Justin Tupper, of St. Onge, to speak today in front of the Senate Agriculture Committee

WASHINGTON – U.S. Senator Mike Rounds (R-S.D.) yesterday met with St. Onge producer and vice president of the U.S. Cattlemen’s Association, Justin Tupper.

The two discussed anticompetitive practices in the cattle industry and Tupper’s upcoming testimony before the Senate Agriculture Committee. The Committee is holding a hearing to examine price transparency in cattle markets today at 2:30PM ET/1:30PM CT/12:30PM MT.

“Justin Tupper is a tremendous advocate for the cattle industry,” Rounds said. “I enjoyed a chance to visit with him and to hear about his remarks for the Ag Committee. It’s long past time for Congress to focus on the anticompetitive practices in the cattle industry that are running independent cattle producers out of business. I hope this hearing will give us greater traction on several pieces of legislation I’ve introduced to protect cattlemen and consumers.”

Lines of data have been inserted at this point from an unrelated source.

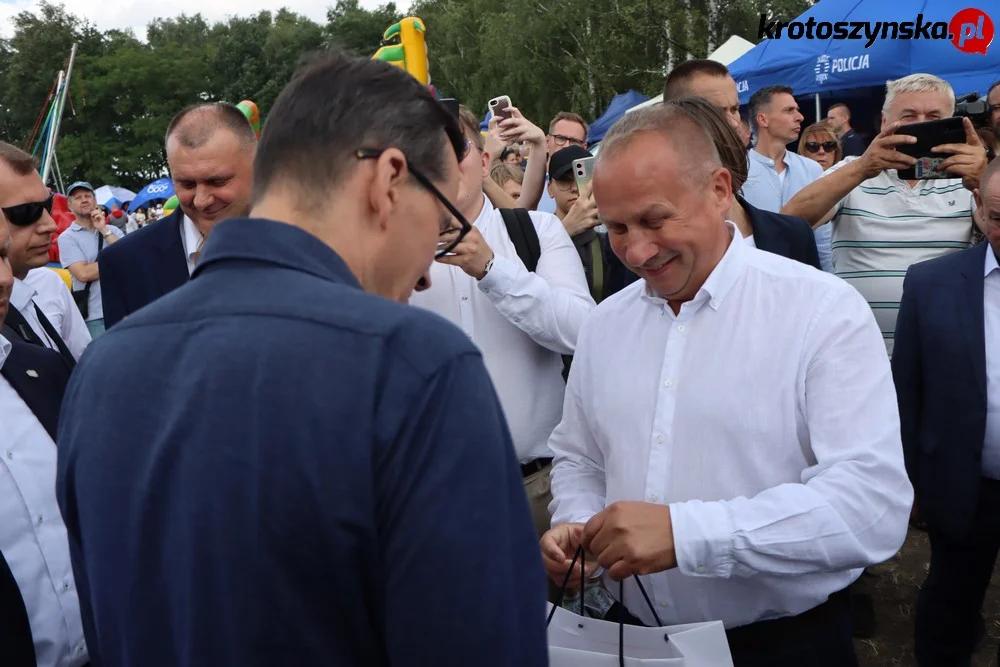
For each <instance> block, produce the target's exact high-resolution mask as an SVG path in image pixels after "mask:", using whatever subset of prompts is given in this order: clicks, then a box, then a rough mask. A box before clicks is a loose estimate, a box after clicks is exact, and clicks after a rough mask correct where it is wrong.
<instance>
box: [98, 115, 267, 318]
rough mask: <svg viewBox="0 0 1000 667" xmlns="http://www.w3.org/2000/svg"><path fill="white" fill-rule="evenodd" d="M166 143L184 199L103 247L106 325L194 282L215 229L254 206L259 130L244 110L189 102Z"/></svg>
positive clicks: (168, 130) (244, 215) (169, 136)
mask: <svg viewBox="0 0 1000 667" xmlns="http://www.w3.org/2000/svg"><path fill="white" fill-rule="evenodd" d="M165 143H166V150H167V165H168V166H169V167H170V176H171V178H172V179H173V181H174V191H175V193H176V194H177V198H178V199H179V200H180V206H179V207H178V208H177V210H176V211H174V213H172V214H171V215H169V216H167V217H166V218H163V219H162V220H159V221H157V222H156V223H155V224H150V225H147V226H145V227H143V228H142V229H140V230H138V231H136V232H134V233H132V234H130V235H129V236H128V237H127V238H125V239H122V241H121V243H116V244H115V246H114V247H109V248H108V249H107V251H105V252H102V253H101V254H100V258H99V266H100V271H101V287H102V288H103V297H104V325H105V327H111V326H112V325H114V324H115V323H117V322H118V321H119V320H121V319H122V318H124V317H126V316H128V315H129V314H130V313H133V312H135V311H136V310H138V309H139V308H142V307H143V306H145V305H146V304H148V303H151V302H152V301H155V300H156V299H158V298H159V297H161V296H163V295H164V294H166V293H167V292H170V291H172V290H174V289H176V288H178V287H180V286H181V285H183V284H184V283H185V282H187V280H188V278H189V277H190V276H191V273H192V272H193V271H194V267H195V265H197V263H198V259H199V256H200V254H201V247H202V245H203V244H204V243H205V239H206V238H207V237H208V235H209V233H211V231H212V228H213V227H214V226H215V225H216V224H217V223H218V222H220V221H221V220H226V219H228V218H237V217H241V216H245V215H246V214H247V213H248V212H249V211H250V196H251V190H252V188H253V173H252V172H253V158H254V155H255V153H256V150H257V137H256V135H255V134H254V131H253V128H252V127H251V126H250V123H249V122H248V121H247V119H246V116H244V115H243V112H241V111H240V110H239V109H237V108H236V107H235V106H233V105H232V104H226V103H222V102H213V103H210V104H198V105H195V106H192V107H188V108H187V109H184V110H183V111H181V112H180V113H178V114H177V115H176V116H175V117H174V119H173V120H172V121H171V122H170V125H169V126H168V127H167V134H166V139H165Z"/></svg>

South Dakota producer Justin Tupper and Sen. Mike Rounds share a meal prior to Tupper’s appearance in front of the Senate Agriculture Committee.

Background:

Since he was elected to the Senate, Sen. Rounds has worked to provide solutions to the problems faced by independent cattle producers and beef consumers. Most recently, he:

  • Introduced the Meat Packing Special Investigator Act with Sens. Tester and Grassley to give the U.S. Department of Agriculture the tools to investigate anticompetitive practices in the cattle market.
  • Led a group of 26 colleagues with Sen. Tina Smith (D-Minn.) in calling on the attorney general to investigate the meatpacking industry to determine if antitrust violations exist.
  • Addressed cattle producers during a virtual town hall focused on meatpacker concentration in the cattle industry.
  • Reintroduced legislation with Sen. Angus King (I-Maine) to allow meat and poultry products inspected by state Meat and Poultry Inspection (MPI) programs to be sold across state lines.
  • Introduced bipartisan legislation to foster more competitive cattle markets by requiring that a minimum of 50 percent of a meatpacker’s weekly volume of cattle purchases take place on the open or spot market.
  • Introduced legislation which would outlaw foreign beef from being labeled as a “Product of the U.S.A.” and make certain that label only goes on beef and beef products exclusively derived from animals born, raised and slaughtered here in the United States.